Building a churn model to understand why customers are leaving.
Key Takeaways 1. How to build customer churn model using various algorithms. 2. How to select the best performing model and figure out the important features impacting the model predictions.
Introduction
Customer churn, also known as customer turnover or defection, refers to the loss of customers from a company's customer base. It is a significant concern for businesses because it can significantly impact revenue and profitability.
Data science algorithms, such as support vector machines (SVM), logistic regression, artificial neural networks, random forests, etc., can be used to predict and prevent customer churn.
Nevertheless, one thing holds true for all industries:
It cost more to acquire new customers than it is to retain existing ones
Because it costs so much to acquire them, it is wise to work hard towards retaining them.
Methodology:
To effectively use the above-mentioned algorithms to prevent customer churn, a company should first gather data about its past churners and non-churners. This may include information about their demographics, purchasing history, and interactions with the company (e.g. customer service inquiries).

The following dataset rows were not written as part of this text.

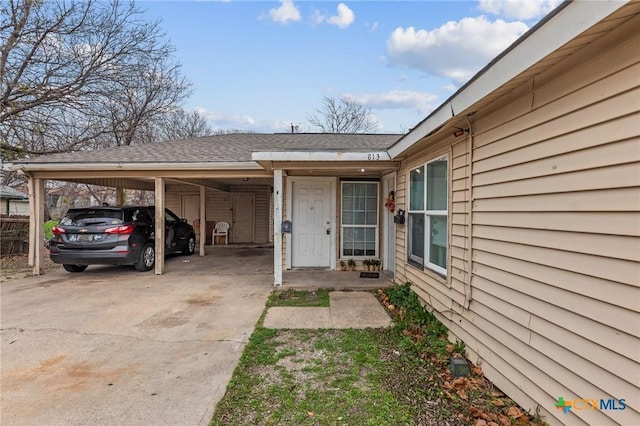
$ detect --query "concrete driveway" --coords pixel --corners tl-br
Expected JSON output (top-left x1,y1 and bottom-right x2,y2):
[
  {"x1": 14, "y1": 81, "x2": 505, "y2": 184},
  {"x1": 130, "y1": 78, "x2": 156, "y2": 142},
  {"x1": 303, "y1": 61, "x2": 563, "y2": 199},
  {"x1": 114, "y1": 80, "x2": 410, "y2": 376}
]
[{"x1": 0, "y1": 248, "x2": 273, "y2": 426}]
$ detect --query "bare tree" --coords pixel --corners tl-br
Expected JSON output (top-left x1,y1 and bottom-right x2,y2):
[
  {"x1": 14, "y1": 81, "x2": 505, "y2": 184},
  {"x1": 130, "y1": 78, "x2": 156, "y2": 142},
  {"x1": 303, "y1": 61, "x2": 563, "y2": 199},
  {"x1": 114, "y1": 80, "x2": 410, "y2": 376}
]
[
  {"x1": 307, "y1": 96, "x2": 377, "y2": 133},
  {"x1": 0, "y1": 0, "x2": 189, "y2": 159},
  {"x1": 156, "y1": 108, "x2": 213, "y2": 140}
]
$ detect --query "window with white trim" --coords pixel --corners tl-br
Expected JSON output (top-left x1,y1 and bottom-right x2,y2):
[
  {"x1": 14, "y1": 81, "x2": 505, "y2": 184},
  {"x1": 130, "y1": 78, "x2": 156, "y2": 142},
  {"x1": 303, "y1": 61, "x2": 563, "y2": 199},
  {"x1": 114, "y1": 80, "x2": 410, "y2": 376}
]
[
  {"x1": 408, "y1": 156, "x2": 449, "y2": 275},
  {"x1": 340, "y1": 181, "x2": 378, "y2": 257}
]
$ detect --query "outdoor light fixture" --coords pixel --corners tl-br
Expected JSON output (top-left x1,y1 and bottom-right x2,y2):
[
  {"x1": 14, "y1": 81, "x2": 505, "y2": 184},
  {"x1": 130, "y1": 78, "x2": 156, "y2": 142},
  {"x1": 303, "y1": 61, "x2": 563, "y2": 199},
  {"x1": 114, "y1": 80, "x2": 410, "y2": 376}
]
[{"x1": 453, "y1": 127, "x2": 469, "y2": 138}]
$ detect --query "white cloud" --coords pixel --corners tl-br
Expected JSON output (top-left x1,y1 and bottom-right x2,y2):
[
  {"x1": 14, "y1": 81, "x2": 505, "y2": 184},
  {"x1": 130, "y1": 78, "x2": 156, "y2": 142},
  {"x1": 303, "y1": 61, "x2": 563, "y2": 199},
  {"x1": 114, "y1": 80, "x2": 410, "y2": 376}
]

The company should then split the data into a training set and a test set, and use the training set to train one or more machine learning models. The models can then be tested on the test set to evaluate their performance and identify any areas for improvement.

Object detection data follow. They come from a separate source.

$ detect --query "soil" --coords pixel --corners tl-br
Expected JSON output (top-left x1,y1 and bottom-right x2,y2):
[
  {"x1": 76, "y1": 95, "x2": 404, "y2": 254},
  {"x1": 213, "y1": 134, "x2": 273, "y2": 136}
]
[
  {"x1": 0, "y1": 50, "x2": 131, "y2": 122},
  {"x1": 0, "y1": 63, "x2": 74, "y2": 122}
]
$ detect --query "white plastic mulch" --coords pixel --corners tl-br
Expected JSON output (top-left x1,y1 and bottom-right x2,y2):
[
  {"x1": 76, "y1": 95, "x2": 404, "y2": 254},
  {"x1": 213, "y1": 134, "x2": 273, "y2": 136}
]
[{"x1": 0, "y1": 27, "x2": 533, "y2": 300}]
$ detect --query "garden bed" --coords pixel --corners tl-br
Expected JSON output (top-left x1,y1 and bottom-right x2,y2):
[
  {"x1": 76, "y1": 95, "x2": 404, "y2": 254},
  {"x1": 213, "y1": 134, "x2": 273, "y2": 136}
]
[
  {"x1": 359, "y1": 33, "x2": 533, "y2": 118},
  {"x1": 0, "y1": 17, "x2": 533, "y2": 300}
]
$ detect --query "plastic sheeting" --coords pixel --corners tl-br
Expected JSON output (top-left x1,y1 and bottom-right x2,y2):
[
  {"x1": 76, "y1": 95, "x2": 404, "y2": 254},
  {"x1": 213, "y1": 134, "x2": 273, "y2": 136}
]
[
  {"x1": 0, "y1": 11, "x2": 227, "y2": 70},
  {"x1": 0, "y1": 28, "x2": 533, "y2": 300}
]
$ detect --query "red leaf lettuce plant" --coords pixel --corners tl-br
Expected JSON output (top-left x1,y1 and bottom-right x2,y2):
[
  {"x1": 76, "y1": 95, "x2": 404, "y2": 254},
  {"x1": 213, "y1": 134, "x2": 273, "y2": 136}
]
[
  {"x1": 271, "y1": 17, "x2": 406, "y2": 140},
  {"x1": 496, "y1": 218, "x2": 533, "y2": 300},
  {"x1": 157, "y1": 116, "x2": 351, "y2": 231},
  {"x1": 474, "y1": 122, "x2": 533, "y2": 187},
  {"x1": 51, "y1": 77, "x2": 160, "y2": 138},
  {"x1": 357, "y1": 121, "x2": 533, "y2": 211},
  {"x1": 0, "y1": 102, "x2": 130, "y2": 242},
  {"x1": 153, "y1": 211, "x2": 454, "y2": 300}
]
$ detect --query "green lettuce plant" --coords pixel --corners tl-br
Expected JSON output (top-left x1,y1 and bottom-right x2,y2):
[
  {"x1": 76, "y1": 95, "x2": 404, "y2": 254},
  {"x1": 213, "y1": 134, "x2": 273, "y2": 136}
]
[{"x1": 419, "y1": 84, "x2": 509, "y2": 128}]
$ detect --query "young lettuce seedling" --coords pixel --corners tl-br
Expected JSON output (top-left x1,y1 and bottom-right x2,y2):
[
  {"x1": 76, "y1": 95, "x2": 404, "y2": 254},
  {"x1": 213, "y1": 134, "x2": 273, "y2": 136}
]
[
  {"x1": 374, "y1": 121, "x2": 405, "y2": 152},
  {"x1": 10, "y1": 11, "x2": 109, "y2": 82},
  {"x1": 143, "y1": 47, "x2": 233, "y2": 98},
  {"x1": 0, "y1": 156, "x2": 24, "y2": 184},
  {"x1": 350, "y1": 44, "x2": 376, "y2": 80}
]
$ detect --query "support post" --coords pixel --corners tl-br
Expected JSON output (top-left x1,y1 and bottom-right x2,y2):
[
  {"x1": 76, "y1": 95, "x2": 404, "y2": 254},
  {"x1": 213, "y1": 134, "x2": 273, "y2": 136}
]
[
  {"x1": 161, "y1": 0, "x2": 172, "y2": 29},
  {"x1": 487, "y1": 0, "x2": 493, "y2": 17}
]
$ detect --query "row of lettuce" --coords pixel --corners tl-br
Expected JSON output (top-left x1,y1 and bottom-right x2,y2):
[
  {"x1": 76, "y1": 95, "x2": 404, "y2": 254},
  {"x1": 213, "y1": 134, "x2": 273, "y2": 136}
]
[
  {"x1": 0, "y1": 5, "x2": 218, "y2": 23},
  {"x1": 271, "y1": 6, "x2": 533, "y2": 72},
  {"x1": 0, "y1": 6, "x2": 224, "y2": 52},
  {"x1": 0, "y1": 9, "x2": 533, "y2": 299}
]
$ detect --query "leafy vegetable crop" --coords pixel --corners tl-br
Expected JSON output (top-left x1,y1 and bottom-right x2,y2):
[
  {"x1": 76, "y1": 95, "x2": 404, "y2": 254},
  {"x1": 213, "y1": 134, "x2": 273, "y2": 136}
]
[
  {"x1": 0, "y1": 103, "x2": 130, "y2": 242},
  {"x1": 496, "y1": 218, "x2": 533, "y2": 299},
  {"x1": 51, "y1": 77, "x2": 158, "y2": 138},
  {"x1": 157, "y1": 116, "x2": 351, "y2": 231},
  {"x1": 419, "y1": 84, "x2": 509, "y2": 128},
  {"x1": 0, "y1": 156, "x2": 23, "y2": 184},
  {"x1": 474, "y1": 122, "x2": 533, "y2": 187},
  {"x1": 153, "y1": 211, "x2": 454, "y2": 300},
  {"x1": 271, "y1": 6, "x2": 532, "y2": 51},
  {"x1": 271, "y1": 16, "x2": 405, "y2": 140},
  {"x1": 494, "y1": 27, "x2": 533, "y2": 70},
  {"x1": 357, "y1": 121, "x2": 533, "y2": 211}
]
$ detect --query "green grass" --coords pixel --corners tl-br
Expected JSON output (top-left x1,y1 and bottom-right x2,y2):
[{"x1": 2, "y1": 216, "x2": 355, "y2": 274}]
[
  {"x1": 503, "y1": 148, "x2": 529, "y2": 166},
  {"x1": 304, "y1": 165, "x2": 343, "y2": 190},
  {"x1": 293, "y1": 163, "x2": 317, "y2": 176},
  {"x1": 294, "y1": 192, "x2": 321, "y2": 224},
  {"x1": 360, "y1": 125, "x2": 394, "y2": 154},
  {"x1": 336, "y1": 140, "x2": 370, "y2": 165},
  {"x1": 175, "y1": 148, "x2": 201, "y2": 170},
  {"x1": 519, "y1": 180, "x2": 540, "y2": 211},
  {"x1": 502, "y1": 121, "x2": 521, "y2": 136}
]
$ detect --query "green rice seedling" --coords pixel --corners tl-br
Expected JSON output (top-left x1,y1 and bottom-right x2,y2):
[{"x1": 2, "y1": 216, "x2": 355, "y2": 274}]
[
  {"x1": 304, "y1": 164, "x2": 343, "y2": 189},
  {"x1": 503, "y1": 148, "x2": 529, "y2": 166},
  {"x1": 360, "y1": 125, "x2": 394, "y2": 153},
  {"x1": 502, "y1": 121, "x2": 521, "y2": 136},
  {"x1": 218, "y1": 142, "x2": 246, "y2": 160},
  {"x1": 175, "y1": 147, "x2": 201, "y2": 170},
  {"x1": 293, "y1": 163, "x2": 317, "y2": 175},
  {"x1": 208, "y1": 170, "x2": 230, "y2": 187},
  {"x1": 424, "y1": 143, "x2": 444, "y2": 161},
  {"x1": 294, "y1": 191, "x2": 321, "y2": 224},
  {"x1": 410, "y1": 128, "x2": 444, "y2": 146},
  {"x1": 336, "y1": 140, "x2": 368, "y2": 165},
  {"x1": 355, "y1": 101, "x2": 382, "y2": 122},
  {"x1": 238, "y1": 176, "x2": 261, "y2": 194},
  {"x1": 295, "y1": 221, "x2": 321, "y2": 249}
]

Once the company has a trained and tested machine learning model, it can use the model to predict which customers are at risk of churning and take preventive action. This may include offering incentives to customers to encourage them to remain with the company, addressing any issues or concerns they may have, or proactively reaching out to at-risk customers to see how the company can better meet their needs.
By taking these steps, a company can significantly reduce its customer churn rate and improve its bottom line.

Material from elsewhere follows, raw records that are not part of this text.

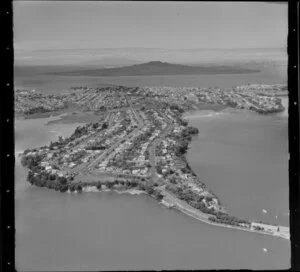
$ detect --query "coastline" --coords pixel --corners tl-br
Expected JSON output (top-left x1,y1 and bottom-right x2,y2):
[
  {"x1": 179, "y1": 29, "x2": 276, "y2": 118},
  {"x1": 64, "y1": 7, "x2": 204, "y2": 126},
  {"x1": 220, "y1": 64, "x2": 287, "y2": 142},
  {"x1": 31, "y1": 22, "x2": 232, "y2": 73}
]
[
  {"x1": 62, "y1": 183, "x2": 290, "y2": 240},
  {"x1": 160, "y1": 191, "x2": 290, "y2": 240},
  {"x1": 15, "y1": 92, "x2": 289, "y2": 240}
]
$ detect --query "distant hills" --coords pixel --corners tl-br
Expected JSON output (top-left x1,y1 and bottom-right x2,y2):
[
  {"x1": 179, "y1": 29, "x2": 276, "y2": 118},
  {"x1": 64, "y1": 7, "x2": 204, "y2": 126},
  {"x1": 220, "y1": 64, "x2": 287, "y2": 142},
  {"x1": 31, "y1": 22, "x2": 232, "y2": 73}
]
[{"x1": 50, "y1": 61, "x2": 260, "y2": 77}]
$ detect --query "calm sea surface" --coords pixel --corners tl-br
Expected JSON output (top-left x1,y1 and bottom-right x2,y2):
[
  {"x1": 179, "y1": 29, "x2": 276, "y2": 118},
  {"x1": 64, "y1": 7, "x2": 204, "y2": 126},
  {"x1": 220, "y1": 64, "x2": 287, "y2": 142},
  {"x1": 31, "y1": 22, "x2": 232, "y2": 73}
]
[
  {"x1": 15, "y1": 99, "x2": 290, "y2": 271},
  {"x1": 15, "y1": 64, "x2": 287, "y2": 93}
]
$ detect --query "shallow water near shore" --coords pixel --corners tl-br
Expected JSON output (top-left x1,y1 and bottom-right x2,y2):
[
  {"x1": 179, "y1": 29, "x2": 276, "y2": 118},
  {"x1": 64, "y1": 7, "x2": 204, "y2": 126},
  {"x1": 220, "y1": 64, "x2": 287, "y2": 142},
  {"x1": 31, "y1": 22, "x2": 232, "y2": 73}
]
[{"x1": 15, "y1": 109, "x2": 290, "y2": 271}]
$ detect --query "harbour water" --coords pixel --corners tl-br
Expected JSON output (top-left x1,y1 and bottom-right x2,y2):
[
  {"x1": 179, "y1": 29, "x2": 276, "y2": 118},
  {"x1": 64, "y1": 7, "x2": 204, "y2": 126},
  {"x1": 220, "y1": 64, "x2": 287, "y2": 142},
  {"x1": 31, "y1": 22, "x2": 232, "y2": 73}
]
[{"x1": 15, "y1": 103, "x2": 290, "y2": 271}]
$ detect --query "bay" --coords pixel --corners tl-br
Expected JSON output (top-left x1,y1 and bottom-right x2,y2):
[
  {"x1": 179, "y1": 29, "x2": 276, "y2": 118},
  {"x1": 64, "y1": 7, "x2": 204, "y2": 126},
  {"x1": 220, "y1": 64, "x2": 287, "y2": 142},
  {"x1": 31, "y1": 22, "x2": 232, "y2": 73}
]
[{"x1": 15, "y1": 112, "x2": 290, "y2": 271}]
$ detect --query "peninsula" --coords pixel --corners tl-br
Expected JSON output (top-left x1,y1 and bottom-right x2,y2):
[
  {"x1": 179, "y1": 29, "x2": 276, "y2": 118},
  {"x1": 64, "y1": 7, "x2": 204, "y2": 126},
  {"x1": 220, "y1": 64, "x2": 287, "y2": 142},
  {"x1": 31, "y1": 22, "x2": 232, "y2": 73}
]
[
  {"x1": 15, "y1": 85, "x2": 289, "y2": 239},
  {"x1": 48, "y1": 61, "x2": 260, "y2": 77}
]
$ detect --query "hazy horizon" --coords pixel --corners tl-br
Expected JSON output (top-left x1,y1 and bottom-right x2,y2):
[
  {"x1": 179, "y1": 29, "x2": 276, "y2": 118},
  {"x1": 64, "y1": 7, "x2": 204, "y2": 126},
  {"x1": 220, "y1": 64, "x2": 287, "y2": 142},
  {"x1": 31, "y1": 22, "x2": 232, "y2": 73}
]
[{"x1": 13, "y1": 1, "x2": 288, "y2": 65}]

You can download the complete code from my GitHub Repo
Let's get our hands dirty!!
So, let’s say we have a dataset containing data about 10000 customers who are withdrawing their accounts from a bank. The data describe some attributes of these customers, such as the country they live, their credit score, age, balance, among others.
Our model should predict if the customer will churn or not. So our target variable will be 'exited'. We should analyze the data focusing on how the different features are related to the customer churn state.
But first, let’s see how many customers have churned.
We can observe that 20.37% of the customers have churned.
This information is valuable because for classification models we need to confirm that our dataset does not suffer from data imbalance, which usually reflects an unequal distribution of classes within a dataset.
Even though the class is not equally distributed, we can say that it does not suffer from high-class imbalance. After that, we can analyze the relationship between categorical variables and the target variable
From the plots, we learn several things:
The proportion of female customers that churn is greater than the proportion of male customers.
Most of the customers come from France. Nevertheless, Germany and Spain have a greater proportion of customers churning.
The proportion of inactive members that churn is higher than the proportion of active members.
Now, we can focus on the relationship between continuous variables and the target variable.
From the plots, we learn several things:
Customers that churn are older than those who are retained.
There is no difference in the median credit score or tenure between lost and retained customers.
Among the customers that churn, most of them seem to still have a significant balance in their bank account.
Neither estimated salary nor the number of products seems to have an effect on customer churn.
Feature Engineering (Time to create new features)
Some of the variables that we have, can be combined into new features that describe customers better.
1. creditscore_age_ratio:
We saw before that credit score had no effect on churning because credit score frequently increases with time (and consequently, with age), we’ll create a new feature to account for credit score behaviour by age.
The customers who are churning appear to have a smaller credit score by age ratio.
2. balance_salary_ratio:
We have seen that the estimated salary has no effect on the likelihood of a customer churning.
However, a feature that could be interesting to explore is the ratio between balance and salary because this can be an estimation of which percentage of their salary a customer spends, and could be a probable indicator of churning.
We have created new variables using age, credit score and balance. As a consequence, we are going to exclude them from the analysis. They will be correlated with our new variables.
3. Encode categorical variables:
Splitting dataset
In order to train and test our model, we need to split our dataset into two sub-datasets: the training and the test dataset.
It is common to use the rule of 80%-20% to split the original dataset.
It is important to use a reliable method to split the dataset to avoid data leakage; this is the presence in the test set of examples that were also in the training set and can cause overfitting.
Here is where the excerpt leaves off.